Mixing emo song structures and lyrics, sugary pop keyboards, and indie instrumentation, Tigers Jaw became a poster-band for the Tumblr generation back in 2008. Despite this, since their self titled record, Tigers Jaw have never reached their full potential, with a series of disappointing, but solid, EP’s, and a second album. Everything they released since then was in no way bad, but simply lacked the spark and inspiration of the self titled release. With the announcement of the departure of three founding members last year, it appeared the band was finished. Despite this, the original line-up announced they had one more release, a full length album named Charmer. With the future of the band unclear, fans had a long wait to see if this lineup could go out with a bang.

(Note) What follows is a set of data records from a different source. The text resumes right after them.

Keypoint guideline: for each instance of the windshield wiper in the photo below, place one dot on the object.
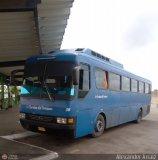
(47, 90)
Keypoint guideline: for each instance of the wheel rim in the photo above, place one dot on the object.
(99, 126)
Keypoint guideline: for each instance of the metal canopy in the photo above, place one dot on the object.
(30, 27)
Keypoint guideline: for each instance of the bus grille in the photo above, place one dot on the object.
(41, 118)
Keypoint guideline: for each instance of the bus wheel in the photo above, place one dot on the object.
(139, 117)
(99, 126)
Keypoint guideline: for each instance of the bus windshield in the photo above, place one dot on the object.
(47, 85)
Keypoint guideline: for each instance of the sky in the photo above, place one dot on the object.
(124, 30)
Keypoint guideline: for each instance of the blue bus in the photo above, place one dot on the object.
(80, 91)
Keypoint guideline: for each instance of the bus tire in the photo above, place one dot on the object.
(99, 126)
(139, 117)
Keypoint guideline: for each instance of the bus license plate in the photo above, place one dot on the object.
(41, 129)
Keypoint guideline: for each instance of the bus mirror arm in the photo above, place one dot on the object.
(75, 75)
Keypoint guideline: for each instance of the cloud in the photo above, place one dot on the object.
(142, 33)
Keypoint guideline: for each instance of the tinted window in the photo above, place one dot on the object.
(134, 85)
(114, 81)
(147, 88)
(100, 78)
(125, 84)
(84, 80)
(141, 87)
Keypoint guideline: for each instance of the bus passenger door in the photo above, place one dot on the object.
(83, 105)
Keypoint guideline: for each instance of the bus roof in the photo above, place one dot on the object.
(72, 54)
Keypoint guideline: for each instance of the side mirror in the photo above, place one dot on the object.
(75, 75)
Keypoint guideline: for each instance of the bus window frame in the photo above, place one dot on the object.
(109, 82)
(107, 79)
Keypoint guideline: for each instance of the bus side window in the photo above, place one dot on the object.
(101, 79)
(84, 81)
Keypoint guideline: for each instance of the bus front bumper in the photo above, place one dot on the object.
(33, 125)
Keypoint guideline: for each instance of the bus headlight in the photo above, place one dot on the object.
(61, 120)
(22, 115)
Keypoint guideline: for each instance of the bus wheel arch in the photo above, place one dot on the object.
(100, 125)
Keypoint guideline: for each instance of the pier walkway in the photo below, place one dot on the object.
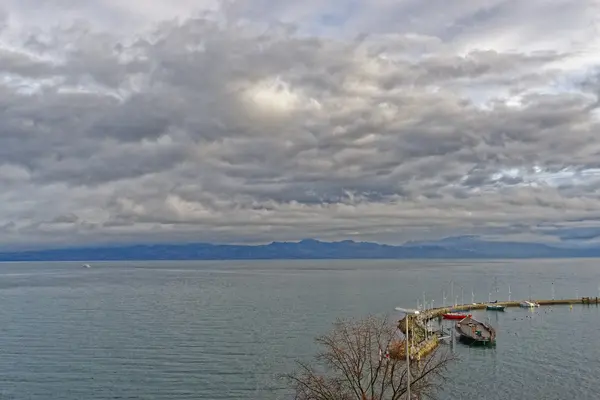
(439, 311)
(422, 344)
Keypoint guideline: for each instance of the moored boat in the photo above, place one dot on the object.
(475, 332)
(455, 315)
(528, 304)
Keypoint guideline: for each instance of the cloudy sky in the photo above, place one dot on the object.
(261, 120)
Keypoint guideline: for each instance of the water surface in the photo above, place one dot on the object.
(224, 330)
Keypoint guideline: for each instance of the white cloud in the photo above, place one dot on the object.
(120, 123)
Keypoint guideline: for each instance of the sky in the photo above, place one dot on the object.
(261, 120)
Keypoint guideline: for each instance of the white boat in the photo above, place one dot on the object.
(528, 304)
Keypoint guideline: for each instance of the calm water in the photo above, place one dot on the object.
(223, 330)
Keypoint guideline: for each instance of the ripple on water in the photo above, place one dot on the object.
(224, 331)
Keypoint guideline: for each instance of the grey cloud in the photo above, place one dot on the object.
(229, 133)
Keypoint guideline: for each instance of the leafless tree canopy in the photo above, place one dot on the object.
(350, 365)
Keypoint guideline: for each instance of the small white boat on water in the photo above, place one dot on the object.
(528, 304)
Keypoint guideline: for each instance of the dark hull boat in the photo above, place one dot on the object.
(474, 332)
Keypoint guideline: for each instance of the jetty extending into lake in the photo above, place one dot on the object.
(422, 343)
(439, 311)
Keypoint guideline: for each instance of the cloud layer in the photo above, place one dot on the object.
(265, 120)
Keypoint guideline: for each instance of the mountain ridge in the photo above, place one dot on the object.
(462, 247)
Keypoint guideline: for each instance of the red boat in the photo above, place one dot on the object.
(455, 316)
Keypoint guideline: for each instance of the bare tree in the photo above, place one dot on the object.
(354, 364)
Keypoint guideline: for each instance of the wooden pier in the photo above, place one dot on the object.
(439, 311)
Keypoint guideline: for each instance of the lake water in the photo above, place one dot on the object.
(224, 330)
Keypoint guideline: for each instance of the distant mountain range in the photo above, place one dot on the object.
(463, 247)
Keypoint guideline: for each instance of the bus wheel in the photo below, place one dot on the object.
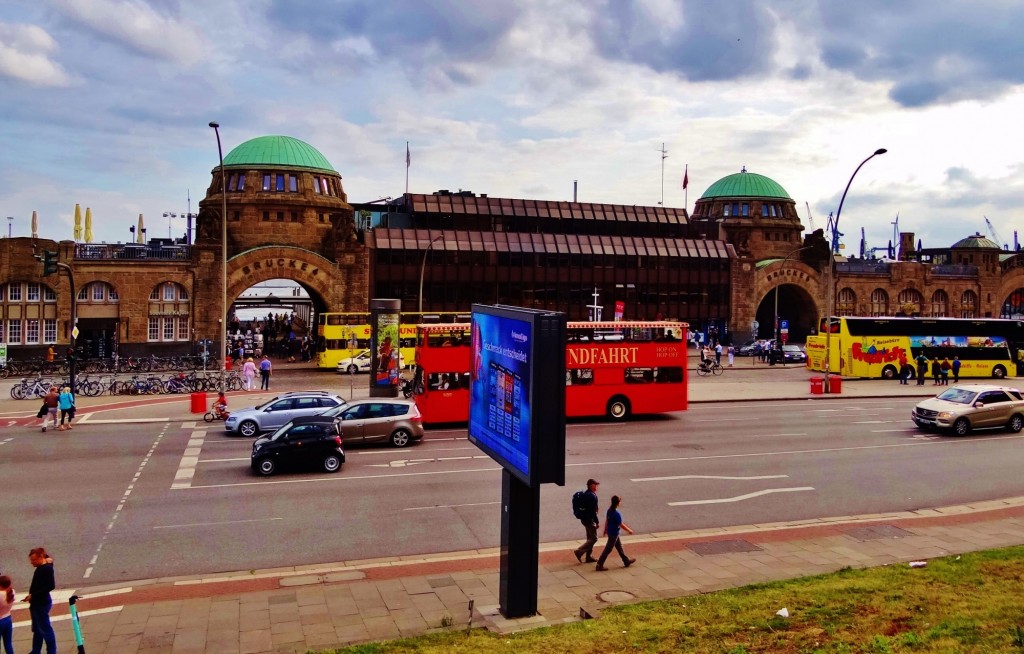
(619, 407)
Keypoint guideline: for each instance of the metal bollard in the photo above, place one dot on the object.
(72, 601)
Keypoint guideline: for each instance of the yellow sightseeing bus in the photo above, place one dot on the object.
(344, 335)
(875, 347)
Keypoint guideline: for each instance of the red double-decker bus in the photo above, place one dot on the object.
(611, 368)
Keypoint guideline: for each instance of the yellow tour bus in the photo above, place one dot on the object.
(877, 347)
(345, 335)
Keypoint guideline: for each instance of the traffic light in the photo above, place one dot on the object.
(49, 263)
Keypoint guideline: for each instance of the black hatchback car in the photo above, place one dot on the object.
(308, 440)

Quite simply, Tigers Jaw have released their best collection of songs yet. The whole record is packed with moments that showcase how far they have come since their disappointing ‘Two Worlds’ album four years ago. ‘Nervous Kids’ features guitarist Ben Walsh on lead vocals and he excels, delivering an early highlight. ‘I Envy Your Apathy’ opens up with a bouncy riff reminiscent of Pity Sex’ short song Drawstring, before settling into a slow mid temp track that ends side A with something different. ‘Distress Signal’ is simply a rerecorded version of an older stand alone song, however the new recording is much improved, and it becomes one of the albums stronger songs because of it. ‘Slow Come On’ meanwhile takes the vintage fast Tigers Jaw formula and applies it to a song about sex, with a peculiar, but stunning, outcome, with guitarist Adam McIlwee’s vocals shining throughout. Coming after the gradual build of the stunning ‘Slow Divide’, the song comes as a literal release of energy for both the listener and the band.

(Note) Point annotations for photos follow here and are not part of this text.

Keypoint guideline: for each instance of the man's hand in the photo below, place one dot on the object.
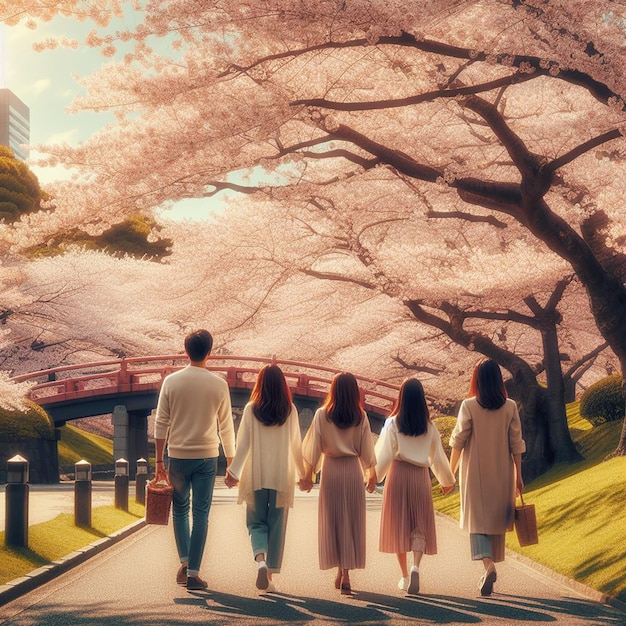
(305, 484)
(230, 480)
(160, 473)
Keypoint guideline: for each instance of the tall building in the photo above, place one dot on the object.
(14, 123)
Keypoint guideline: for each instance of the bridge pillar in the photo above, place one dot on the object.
(119, 420)
(130, 435)
(137, 438)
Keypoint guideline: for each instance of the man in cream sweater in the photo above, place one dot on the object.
(193, 415)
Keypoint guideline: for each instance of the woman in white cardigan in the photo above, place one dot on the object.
(268, 454)
(408, 445)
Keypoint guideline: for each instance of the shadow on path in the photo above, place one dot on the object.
(214, 607)
(367, 607)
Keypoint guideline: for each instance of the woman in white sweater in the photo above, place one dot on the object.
(408, 445)
(268, 454)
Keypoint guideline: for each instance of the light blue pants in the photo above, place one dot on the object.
(267, 525)
(195, 476)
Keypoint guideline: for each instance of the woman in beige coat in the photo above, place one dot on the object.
(489, 436)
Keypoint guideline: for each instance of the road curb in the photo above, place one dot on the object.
(581, 588)
(570, 583)
(19, 586)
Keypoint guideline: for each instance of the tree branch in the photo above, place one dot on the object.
(429, 96)
(581, 149)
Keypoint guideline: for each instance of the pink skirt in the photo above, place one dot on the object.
(407, 521)
(341, 517)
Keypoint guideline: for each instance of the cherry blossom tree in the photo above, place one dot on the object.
(506, 116)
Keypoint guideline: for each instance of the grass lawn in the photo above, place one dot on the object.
(77, 444)
(59, 537)
(580, 511)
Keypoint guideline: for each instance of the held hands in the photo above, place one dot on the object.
(305, 484)
(371, 481)
(230, 480)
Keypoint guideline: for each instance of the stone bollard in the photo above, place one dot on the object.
(16, 519)
(141, 478)
(82, 494)
(121, 484)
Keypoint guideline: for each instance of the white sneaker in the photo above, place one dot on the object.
(271, 588)
(262, 577)
(414, 583)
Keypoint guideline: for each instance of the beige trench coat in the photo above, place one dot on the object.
(488, 439)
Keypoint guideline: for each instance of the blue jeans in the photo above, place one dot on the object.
(198, 477)
(267, 525)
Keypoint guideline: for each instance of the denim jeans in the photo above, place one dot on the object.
(198, 477)
(267, 525)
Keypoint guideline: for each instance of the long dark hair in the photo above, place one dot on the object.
(343, 402)
(487, 385)
(271, 396)
(410, 409)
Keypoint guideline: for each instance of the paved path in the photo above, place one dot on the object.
(133, 584)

‘Charmer’ contains two stand out songs. ‘Teen Rocket’ is a slower number, clearly influenced by old-school emo bands, especially American Football. Showcasing Walsh’s improved vocals, the song is driven by some superb lyrics, and opens with him singing “My mind is full of reasons I can’t help what we’ve become / A time capsule / buried in the way you make me numb”. The song slowly builds in atmosphere, and during a superb bridge, Walsh bursts out of the musical fuzz, singing, “I’m much too quiet to change any minds / Can’t fix your life / Can’t even handle mine,” in a moment bound to send shivers up any listeners spines. It’s the albums strongest slow moment, and one that hits hard emotionally and is sure to resonate with many.

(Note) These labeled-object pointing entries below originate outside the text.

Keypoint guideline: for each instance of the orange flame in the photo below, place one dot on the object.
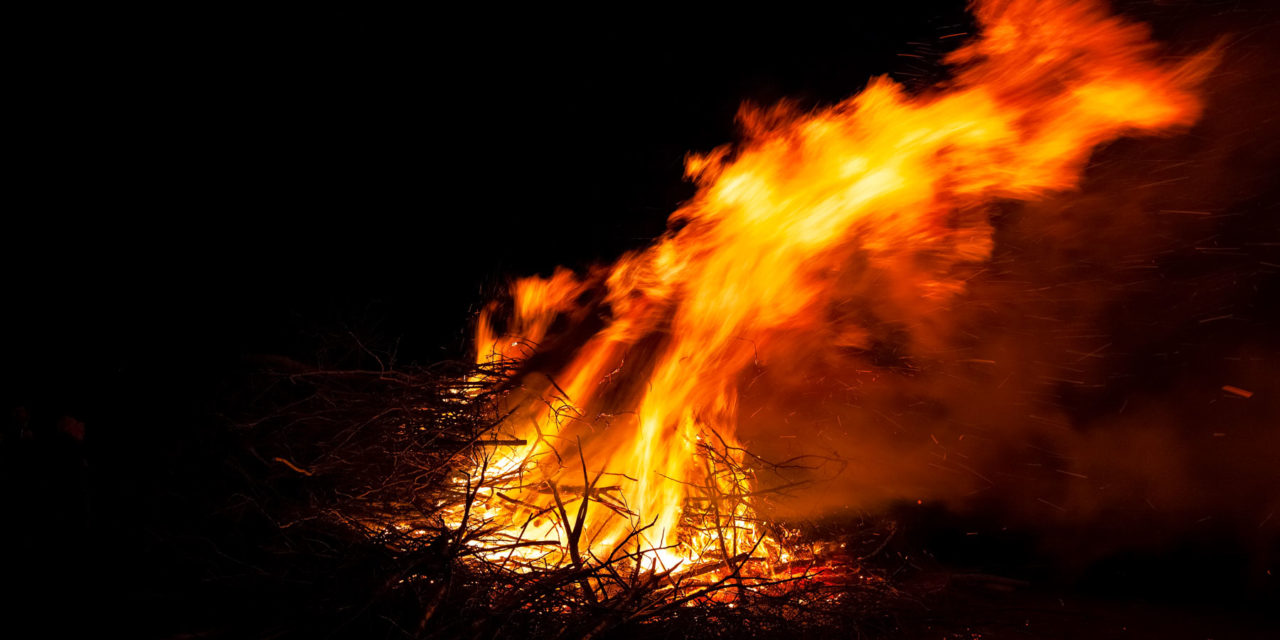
(885, 192)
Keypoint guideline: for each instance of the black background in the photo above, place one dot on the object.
(197, 188)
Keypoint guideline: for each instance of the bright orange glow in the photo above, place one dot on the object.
(885, 190)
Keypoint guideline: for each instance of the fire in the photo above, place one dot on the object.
(629, 434)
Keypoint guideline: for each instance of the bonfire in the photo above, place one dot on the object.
(589, 462)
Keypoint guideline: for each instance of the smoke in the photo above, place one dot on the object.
(1093, 375)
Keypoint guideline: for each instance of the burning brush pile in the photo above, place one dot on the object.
(585, 472)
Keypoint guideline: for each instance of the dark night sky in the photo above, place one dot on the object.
(197, 188)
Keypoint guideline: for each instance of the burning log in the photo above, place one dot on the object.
(494, 469)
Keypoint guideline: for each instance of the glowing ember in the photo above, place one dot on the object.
(629, 433)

The best track, however, is first single ‘Hum’. Opening with a repeated solo guitar riff, the song bursts into life as a less punky number than usual, but is no worse off for it. Keyboardist, Brianna Collins takes on lead vocals and delivers the best vocal performance of the record. Singing of a former love, she says, “You left a permanent scar,” before Walsh joins her later in the track. Walsh’s vocals naturally overpower Collins’, however it works well, and perfectly compliments the highly emotional lyrics. The bridge to the song bursts into life, as Collins and Walsh sing “You are the leaves at my feet / You are the hum of electric heat / I kept myself away / but I’m starting to like the pain.” The song feels like the perfect accompaniment on sleepless nights, and is easily the best song the band have ever written.
Lyrically, the album takes a far more defeated tone than on previous records. Their self titled was almost desperate in it’s content (“lie to me like you used to / tell me everything is how it should be” – Plane Vs Tank Vs Submarine), and it was reflected in the strained vocals in many of the songs. Charmer, by contrast, feels less hopeful, like someone who has already accepted defeat. On closer What Would You Do, Ben sings “I don’t feel anything at all / I’ll touch you and you’ll know I’m really bored,” in a statement that seems to reflect the overall tone of the album.
Despite three members announcing their departure (only Collins and Walsh remaining), Tigers Jaw have released an album that is by far their best, containing a more cohesive atmosphere through out. What the future holds is still up in the air, but with Collins and Walsh being the stand out members on this record, I wouldn’t be too worried.